Famiglia e condotte giovanili devianti

 In ProfessioneFormazione, N. 3 - settembre 2014, Anno 5

Scrive Jean-Jacques Rousseau ne “L’Emilio”: “Tutto è bene quando esce dalle mani dell’Autore delle cose, tutto degenera fra le mani dell’uomo”. In maniera semplice si può così intendere il pensiero del filosofo: l’uomo nasce buono e solo un’educazione sbagliata e la corruzione della società lo rendono incline al male.

Diversamente, ne “Le confessioni”, Sant’Agostino scrive: “Io ho visto e considerato a lungo un piccino in preda alla gelosia: non parlava ancora e già guardava livido, torvo, il suo compagno di latte (…) Ciò nonostante si tollerano con indulgenza questi atti, non perché siano inconsistenti o da poco, ma perché destinati a sparire col crescere degli anni. Lo prova il fatto che gli stessi atti, sorpresi in una persona più attempata, non si possono più tollerare con indifferenza”. Secondo San’Agostino già nei bambini è possibile rilevare dei segnali premonitori di un futuro comportamento antisociale, anche se poi non tutti i bambini aggressivi sono destinati a diventare degli adulti delinquenti (Barbagli, Gatti, 2005).

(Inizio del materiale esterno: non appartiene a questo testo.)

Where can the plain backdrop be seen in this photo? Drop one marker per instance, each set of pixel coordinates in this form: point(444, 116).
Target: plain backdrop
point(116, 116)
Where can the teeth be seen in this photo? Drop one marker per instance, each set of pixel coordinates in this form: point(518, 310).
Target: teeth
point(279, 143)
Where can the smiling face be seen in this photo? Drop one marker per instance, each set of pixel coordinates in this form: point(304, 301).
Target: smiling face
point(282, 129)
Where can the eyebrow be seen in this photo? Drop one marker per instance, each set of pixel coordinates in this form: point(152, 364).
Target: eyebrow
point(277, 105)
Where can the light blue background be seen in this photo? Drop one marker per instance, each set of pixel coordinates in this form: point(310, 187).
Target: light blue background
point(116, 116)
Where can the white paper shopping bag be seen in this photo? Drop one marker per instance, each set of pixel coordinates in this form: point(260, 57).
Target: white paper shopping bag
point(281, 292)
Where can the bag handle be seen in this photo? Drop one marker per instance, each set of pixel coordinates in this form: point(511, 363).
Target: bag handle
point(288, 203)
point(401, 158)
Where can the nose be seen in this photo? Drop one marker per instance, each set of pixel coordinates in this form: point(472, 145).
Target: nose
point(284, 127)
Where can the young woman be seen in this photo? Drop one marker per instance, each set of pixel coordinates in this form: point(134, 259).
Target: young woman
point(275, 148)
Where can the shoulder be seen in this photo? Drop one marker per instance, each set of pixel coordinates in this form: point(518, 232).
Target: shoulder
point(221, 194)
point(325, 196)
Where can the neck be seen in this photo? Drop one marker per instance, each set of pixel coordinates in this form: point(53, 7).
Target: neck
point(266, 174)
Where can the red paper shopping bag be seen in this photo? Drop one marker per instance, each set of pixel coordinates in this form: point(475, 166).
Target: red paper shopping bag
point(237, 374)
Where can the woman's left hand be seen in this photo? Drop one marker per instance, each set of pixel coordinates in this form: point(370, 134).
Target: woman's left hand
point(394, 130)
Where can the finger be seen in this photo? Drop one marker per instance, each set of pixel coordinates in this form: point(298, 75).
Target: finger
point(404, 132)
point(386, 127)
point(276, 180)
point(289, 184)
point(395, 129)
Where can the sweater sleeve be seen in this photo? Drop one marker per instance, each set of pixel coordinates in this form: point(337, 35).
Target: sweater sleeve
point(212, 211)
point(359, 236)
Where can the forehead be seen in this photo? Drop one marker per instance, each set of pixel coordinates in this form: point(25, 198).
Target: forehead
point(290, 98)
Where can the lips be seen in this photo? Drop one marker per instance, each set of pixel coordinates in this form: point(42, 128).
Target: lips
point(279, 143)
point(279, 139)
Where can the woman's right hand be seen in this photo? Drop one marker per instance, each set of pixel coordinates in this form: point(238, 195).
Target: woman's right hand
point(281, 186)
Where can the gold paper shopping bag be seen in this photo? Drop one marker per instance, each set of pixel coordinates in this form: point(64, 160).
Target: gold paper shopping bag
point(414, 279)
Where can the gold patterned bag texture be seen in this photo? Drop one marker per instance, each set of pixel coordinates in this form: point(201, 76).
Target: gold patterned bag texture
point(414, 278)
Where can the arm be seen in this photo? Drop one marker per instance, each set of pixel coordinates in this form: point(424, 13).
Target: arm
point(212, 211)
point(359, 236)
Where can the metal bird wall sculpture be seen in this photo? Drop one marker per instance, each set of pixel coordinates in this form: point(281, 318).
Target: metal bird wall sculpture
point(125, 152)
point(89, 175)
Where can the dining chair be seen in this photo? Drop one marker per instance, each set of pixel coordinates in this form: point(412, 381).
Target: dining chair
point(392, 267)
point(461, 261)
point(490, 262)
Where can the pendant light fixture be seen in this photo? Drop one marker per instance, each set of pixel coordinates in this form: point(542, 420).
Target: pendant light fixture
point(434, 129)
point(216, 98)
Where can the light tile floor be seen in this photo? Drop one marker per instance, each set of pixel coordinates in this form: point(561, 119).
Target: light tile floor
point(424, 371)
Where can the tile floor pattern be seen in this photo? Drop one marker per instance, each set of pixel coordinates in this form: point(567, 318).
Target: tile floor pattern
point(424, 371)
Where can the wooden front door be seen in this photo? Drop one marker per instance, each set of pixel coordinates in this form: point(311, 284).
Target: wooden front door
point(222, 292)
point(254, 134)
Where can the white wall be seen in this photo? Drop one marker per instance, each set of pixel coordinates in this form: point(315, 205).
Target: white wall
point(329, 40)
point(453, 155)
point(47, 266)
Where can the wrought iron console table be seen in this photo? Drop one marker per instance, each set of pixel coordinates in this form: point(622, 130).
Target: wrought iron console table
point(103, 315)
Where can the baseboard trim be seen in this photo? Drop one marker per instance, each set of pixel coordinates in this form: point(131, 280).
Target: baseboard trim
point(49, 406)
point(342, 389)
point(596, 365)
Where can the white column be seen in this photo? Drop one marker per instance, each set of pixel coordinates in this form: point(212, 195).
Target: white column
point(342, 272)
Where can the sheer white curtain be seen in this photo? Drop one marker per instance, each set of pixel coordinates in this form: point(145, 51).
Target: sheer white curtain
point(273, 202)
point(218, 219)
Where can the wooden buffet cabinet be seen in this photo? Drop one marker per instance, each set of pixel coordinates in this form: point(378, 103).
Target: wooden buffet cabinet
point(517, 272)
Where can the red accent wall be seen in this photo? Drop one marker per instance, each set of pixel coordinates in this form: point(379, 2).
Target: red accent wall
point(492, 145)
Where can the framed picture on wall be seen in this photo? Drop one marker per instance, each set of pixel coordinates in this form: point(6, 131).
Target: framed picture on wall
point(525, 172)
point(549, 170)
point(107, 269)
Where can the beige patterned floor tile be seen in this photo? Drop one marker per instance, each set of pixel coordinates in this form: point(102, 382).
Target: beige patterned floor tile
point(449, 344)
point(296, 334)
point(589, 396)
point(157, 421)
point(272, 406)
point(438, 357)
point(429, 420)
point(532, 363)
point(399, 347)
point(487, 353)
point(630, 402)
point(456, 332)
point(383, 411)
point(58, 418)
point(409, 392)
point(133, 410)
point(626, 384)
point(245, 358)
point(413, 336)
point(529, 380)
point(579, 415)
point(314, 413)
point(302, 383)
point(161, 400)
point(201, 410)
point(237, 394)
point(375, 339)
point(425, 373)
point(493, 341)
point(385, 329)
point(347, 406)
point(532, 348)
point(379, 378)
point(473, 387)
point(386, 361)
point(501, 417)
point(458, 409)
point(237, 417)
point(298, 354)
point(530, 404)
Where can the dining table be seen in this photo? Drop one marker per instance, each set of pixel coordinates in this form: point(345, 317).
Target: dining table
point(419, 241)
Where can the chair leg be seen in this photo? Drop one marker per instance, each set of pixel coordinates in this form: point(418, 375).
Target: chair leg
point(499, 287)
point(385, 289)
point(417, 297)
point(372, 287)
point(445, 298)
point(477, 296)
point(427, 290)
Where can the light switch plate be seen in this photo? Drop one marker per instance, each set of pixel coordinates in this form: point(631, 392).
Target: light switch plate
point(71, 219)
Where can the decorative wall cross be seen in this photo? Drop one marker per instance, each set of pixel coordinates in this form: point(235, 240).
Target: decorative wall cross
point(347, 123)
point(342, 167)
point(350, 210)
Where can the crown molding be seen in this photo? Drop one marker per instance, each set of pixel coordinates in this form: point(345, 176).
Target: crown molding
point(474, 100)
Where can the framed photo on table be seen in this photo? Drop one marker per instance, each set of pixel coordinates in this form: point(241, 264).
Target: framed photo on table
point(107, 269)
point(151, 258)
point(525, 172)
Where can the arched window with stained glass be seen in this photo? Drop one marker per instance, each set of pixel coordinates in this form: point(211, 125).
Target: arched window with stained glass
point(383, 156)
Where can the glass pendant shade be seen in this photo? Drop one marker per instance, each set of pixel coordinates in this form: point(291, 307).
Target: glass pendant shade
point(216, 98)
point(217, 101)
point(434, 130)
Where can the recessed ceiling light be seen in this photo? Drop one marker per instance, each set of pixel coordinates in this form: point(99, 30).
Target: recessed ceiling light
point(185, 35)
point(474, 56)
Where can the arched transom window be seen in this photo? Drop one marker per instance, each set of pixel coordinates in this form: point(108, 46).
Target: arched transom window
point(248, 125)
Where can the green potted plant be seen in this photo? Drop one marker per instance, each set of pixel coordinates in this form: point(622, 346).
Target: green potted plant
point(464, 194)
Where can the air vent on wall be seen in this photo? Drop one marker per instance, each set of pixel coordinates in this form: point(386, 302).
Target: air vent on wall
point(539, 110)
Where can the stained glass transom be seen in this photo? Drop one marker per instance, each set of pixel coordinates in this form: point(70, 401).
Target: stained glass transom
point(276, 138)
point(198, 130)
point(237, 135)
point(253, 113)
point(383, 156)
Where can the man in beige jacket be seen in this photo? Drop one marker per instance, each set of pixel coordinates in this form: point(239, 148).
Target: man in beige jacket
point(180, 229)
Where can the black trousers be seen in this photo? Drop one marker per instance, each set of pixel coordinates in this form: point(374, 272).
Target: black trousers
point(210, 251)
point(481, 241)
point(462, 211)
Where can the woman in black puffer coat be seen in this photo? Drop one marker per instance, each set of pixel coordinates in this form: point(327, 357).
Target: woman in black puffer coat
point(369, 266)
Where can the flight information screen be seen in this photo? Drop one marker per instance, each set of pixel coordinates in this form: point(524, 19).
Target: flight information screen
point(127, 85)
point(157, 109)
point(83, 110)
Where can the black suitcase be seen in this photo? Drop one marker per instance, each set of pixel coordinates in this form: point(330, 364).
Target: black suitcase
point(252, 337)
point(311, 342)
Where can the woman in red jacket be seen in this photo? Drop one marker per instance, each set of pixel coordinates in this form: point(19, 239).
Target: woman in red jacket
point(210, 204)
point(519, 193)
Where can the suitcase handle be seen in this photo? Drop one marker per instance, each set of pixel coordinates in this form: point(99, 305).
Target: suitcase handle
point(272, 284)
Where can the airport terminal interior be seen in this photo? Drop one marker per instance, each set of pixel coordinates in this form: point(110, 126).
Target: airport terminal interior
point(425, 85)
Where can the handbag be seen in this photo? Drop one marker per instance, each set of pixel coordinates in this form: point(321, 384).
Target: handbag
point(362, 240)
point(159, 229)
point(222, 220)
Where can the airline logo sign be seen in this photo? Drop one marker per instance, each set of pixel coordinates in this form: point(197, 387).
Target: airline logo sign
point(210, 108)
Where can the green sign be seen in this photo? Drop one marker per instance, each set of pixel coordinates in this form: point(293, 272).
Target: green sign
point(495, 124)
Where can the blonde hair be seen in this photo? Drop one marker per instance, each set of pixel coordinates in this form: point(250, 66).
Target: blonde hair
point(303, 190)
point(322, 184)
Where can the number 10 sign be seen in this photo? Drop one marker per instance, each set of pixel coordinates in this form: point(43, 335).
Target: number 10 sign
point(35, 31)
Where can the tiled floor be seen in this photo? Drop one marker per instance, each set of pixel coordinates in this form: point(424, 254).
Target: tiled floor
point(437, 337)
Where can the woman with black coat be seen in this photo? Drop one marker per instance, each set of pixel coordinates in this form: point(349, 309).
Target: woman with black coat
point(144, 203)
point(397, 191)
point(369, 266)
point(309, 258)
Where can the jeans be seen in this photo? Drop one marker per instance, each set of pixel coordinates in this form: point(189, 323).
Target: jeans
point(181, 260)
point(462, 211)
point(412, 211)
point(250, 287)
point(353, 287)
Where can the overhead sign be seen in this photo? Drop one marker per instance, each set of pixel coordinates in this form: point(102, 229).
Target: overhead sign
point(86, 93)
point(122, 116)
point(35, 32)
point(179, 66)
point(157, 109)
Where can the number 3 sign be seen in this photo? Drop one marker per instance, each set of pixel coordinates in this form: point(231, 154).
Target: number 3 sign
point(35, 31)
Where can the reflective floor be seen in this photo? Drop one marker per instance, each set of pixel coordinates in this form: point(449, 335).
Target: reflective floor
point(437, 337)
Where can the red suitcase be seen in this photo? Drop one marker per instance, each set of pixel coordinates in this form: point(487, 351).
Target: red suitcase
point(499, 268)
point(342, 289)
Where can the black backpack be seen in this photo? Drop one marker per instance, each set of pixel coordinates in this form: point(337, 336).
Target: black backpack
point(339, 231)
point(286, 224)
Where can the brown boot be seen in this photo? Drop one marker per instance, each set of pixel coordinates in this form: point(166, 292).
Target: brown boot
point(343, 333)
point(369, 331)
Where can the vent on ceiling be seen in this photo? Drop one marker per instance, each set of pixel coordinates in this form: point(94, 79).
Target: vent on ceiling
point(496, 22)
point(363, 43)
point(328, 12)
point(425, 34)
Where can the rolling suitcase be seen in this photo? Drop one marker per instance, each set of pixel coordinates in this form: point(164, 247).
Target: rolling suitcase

Uno dei compiti della criminologia minorile è quello di analizzare le dinamiche e le motivazioni che spingono il minore ad attuare delle condotte devianti ‑ intendendo con questo termine quell’insieme di comportamenti accomunati dalla loro valenza trasgressiva e non sempre coincidenti con condotte illegali (Scardaccione, 2003) ‑ dando, se si può, una risposta alla domanda che nasce dalla diversa concezione della natura umana di Rousseau e Sant’Agostino, ovvero: a quale età si manifestano le condotte antisociali e quali ne sono le cause.

Gran parte della letteratura criminologica propende per ritenere valida la concezione di Sant’Agostino. I comportamenti aggressivi si manifestano molto presto nella vita degli uomini, raggiungendo il picco all’età di due anni (Barbagli, Gatti, 2005), riducendosi in seguito grazie all’insegnamento dei genitori per poi ricomparire in età adolescenziale, in particolare in quei ragazzi che da bambini hanno avuto dei disturbi della condotta.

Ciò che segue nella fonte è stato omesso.